Letting the users find the bugs costs time - you have to talk to the user, replicate the bug report, find the failure, fix it, and then release. Finding that same bug 2 minutes after you wrote it (and before it got released) is massively quicker.

This feels like one of those "write code 16 hours a day to make more progress!" things that experience has taught me just doesn't work in practice. I feel like I'm making a lot of progress, but after about 10 hours most of the code I write is pure shite and needs to be rewritten the next day. I've found that it's actually way faster to quit coding after 8-10 hours rather than spend 2 hours the next day rewriting everything I wrote in the last 6 hours the day before.

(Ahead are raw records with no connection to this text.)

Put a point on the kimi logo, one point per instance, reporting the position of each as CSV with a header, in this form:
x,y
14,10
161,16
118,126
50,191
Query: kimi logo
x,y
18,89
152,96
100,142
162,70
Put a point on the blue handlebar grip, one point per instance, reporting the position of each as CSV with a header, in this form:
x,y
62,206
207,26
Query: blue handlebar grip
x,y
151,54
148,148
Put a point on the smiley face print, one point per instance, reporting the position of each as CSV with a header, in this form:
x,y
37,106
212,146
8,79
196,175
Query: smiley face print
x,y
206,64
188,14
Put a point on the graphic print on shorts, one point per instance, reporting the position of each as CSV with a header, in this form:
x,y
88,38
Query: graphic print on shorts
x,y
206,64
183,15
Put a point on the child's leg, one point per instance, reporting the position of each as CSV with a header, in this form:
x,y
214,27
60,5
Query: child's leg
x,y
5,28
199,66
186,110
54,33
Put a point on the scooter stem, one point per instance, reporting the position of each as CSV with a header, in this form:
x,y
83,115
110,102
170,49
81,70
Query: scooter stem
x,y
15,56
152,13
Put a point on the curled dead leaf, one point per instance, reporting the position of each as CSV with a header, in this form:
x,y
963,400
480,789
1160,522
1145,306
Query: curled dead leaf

> finding that same bug 2 minutes after you wrote it (and before it got released) is massively quicker.

That's not realistic.

Your last paragraph about overwork seems unrelated to TDD dogma.


That's because I was relating my personal experience building MVPs rather than spouting TDD dogma.


Tests cost money up front. Can you pay for those tests? You said you will pay for it in decreased costs once the business is running well.

Ok but how confident are you that your business will work out?

1%? you just increased your project costs 100 fold by doing tests.

50%? you just doubled your project costs by doing tests.

100%? Ok you are saving money, but if you are that confident then why haven't you gotten investors aboard that are convinced that doing it well from the start is a business edge?